Our contributors elsewhere

Two of my favorite literary conversationalists, Aleksandar Hemon and Colum McCann, talk with each other in this month’s Believer. (McCann used a line from Hemon’s The Lazarus Project as the epigraph for his National Book Award-winning novel Let the Great World Spin, which was excerpted in PEN America 10: Fear Itself.)

AH: Here is the news, Mr. McCann: novels do not solve problems, though ideally they cause some. And if a Katrina novel would be a noble effort, that does not mean it would be any good—and if it is not good, then the pain and suffering and humiliation would have been misused for a literary tryout. You don’t practice your craft on other people’s tragedy.... published. Literature operates slowly, it is always inching toward bliss, never quite getting there.

CM: But I’ve never even dreamt that novels can solve problems. If they could we’d have no problems, or more likely no novels. And you’re right, the Guantánamo novel will probably take twenty years. But here is the flipside of the news: Stories have to be told over and over again, lest we forget them. Here, I think you make a mistake. You’re assuming once told is always told. Which I fear is the problem of how history is presented.

Hemon’s line about “other people’s tragedy” (and even his specific example of “a Katrina novel”) reminded me of Anya Ulinich’s story “The Nurse and the Novelist,” which appeared in PEN America 9: Checkpoints and prompted considerable discussion. (His remarks elsewhere in the conversation echo his contribution to our latest forum.)

And Colum’s reply called to mind his recent op-ed in The New York Times (where Hemon, too, has occasionally appeared), about the way fiction can shape our ideas about history: “Kennedy and Johnson traipse along feeling the weight of the things they have carried, and Bill Clinton sounds out the saxophone alongside the white noise.”

Fellow PEN America contributor Lydia Davis also showed up on the op-ed page of the Times recently, with a piece called “Everyone Is Invited,” published on Christmas Eve. Davis also conversed publicly not long ago, participating in a live chat on the website of The New Yorker. One reader asked about her story “Jury Duty,” and got this illuminating reply: “I don’t think too much before I plunge in and write the story. I knew I wanted to write about my experience of it, and then I found the form—David Foster Wallace’s question and answer, with the question blank.”
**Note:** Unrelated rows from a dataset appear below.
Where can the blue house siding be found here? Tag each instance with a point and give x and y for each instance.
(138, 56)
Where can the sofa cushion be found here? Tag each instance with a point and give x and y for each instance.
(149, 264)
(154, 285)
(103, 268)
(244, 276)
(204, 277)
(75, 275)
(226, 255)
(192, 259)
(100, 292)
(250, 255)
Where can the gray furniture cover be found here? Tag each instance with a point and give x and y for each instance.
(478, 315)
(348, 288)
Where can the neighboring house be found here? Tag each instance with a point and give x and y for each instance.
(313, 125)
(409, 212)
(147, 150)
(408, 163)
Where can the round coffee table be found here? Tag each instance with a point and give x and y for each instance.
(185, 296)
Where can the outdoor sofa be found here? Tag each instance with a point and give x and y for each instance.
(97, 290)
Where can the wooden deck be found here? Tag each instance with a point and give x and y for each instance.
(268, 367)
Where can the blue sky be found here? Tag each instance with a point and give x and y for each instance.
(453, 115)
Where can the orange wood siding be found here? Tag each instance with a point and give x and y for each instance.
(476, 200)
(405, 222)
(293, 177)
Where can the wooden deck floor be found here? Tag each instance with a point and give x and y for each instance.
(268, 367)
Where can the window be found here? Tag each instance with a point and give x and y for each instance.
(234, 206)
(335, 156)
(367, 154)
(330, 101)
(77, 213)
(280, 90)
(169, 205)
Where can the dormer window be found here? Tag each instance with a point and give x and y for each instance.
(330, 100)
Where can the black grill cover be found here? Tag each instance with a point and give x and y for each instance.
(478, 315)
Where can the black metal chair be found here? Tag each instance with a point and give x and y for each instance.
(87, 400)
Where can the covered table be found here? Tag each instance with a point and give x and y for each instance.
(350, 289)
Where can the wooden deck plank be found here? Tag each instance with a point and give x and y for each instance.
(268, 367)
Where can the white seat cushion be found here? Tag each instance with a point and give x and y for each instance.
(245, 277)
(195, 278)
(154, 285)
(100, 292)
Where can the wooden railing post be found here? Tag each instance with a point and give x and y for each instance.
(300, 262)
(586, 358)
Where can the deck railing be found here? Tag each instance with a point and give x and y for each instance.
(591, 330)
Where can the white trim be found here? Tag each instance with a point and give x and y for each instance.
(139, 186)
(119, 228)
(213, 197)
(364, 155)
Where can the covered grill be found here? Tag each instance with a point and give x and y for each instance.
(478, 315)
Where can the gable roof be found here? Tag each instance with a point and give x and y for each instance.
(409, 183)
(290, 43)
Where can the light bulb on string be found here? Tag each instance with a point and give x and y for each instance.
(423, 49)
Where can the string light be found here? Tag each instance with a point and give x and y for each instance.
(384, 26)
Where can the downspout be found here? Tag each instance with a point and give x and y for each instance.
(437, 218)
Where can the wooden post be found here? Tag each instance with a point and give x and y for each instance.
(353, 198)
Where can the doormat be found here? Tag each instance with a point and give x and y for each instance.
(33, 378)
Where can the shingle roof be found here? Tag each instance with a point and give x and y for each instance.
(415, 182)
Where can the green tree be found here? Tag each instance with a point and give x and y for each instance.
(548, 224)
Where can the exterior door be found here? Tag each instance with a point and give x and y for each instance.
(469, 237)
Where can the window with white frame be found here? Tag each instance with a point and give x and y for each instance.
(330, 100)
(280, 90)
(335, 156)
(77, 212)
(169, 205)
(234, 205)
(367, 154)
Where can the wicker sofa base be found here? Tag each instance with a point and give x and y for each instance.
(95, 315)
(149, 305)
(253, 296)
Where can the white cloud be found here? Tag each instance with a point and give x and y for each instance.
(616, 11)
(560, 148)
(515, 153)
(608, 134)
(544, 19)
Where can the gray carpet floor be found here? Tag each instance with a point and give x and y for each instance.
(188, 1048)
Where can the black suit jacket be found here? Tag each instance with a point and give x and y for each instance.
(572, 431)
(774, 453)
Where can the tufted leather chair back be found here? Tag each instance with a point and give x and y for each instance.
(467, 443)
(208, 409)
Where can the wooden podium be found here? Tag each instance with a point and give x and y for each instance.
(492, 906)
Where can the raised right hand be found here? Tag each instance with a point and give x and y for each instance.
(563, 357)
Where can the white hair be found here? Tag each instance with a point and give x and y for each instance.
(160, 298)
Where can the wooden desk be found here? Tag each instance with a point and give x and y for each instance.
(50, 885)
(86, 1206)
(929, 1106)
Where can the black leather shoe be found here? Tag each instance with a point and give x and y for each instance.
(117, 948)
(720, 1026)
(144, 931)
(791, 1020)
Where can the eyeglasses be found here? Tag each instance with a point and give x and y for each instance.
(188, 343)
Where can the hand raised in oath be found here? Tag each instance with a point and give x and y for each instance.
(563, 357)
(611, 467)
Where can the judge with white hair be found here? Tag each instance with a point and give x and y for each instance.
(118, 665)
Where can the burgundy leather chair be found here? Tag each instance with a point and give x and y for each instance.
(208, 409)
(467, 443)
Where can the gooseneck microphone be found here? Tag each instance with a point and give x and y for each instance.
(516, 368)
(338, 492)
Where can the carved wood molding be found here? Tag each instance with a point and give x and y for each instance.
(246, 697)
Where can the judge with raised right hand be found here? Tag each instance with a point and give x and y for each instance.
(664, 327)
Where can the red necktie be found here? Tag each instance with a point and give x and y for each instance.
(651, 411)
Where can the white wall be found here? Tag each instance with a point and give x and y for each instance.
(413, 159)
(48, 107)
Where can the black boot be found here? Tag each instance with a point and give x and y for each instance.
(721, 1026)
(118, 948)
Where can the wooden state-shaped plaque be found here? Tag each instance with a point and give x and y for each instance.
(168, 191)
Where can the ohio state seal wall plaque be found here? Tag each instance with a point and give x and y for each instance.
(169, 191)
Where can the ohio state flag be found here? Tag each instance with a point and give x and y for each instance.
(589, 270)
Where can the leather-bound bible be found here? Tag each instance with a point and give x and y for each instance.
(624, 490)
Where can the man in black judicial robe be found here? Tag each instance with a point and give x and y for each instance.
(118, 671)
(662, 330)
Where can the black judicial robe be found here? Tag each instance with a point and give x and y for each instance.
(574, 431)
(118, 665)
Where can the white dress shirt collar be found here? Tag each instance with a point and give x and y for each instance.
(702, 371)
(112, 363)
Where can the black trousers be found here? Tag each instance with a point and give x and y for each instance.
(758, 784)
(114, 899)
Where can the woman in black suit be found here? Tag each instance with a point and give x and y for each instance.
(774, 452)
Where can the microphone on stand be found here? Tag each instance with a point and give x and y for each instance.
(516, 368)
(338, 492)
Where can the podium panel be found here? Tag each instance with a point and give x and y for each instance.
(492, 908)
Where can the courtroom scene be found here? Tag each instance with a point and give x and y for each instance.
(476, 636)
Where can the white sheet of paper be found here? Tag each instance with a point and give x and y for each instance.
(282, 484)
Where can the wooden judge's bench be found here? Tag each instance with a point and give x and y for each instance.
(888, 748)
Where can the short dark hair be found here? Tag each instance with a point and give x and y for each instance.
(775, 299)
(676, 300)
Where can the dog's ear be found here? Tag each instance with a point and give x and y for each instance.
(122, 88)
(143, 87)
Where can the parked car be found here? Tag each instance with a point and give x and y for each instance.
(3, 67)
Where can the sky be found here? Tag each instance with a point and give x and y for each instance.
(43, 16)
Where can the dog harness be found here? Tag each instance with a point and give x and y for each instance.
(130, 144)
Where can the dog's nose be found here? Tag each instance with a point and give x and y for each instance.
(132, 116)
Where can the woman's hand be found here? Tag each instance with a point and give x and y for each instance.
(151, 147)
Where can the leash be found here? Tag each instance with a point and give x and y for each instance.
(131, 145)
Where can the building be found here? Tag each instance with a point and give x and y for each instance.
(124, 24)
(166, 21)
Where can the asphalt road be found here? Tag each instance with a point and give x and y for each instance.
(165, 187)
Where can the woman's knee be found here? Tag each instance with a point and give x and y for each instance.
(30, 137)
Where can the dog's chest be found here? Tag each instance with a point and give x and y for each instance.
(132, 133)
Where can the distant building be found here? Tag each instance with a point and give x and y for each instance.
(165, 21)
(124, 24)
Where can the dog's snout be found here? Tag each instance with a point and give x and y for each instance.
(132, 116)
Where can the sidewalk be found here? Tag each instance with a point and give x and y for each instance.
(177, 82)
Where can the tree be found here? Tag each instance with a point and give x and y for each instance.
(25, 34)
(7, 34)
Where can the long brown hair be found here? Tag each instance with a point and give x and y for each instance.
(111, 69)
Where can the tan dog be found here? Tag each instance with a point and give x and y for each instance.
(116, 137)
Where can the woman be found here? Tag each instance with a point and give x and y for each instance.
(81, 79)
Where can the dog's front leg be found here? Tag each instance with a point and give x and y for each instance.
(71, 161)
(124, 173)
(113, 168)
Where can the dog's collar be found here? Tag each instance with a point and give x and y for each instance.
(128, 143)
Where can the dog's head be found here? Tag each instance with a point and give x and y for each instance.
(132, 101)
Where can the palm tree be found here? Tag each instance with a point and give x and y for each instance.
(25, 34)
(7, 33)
Lastly, a transcript of the recent PEN event honoring Natalia Estemirova is now online at HELO magazine, for those who couldn't be there.

P.S. As another update to the posts below, see this post on The Daily Beast about the New Year’s Eve rally for Liu Xiaobo, featuring a transcript of E.L. Doctorow’s closing remarks about what happens when a nation’s “poets and writers and artists, its thinkers and intellectuals, are muzzled in silence.”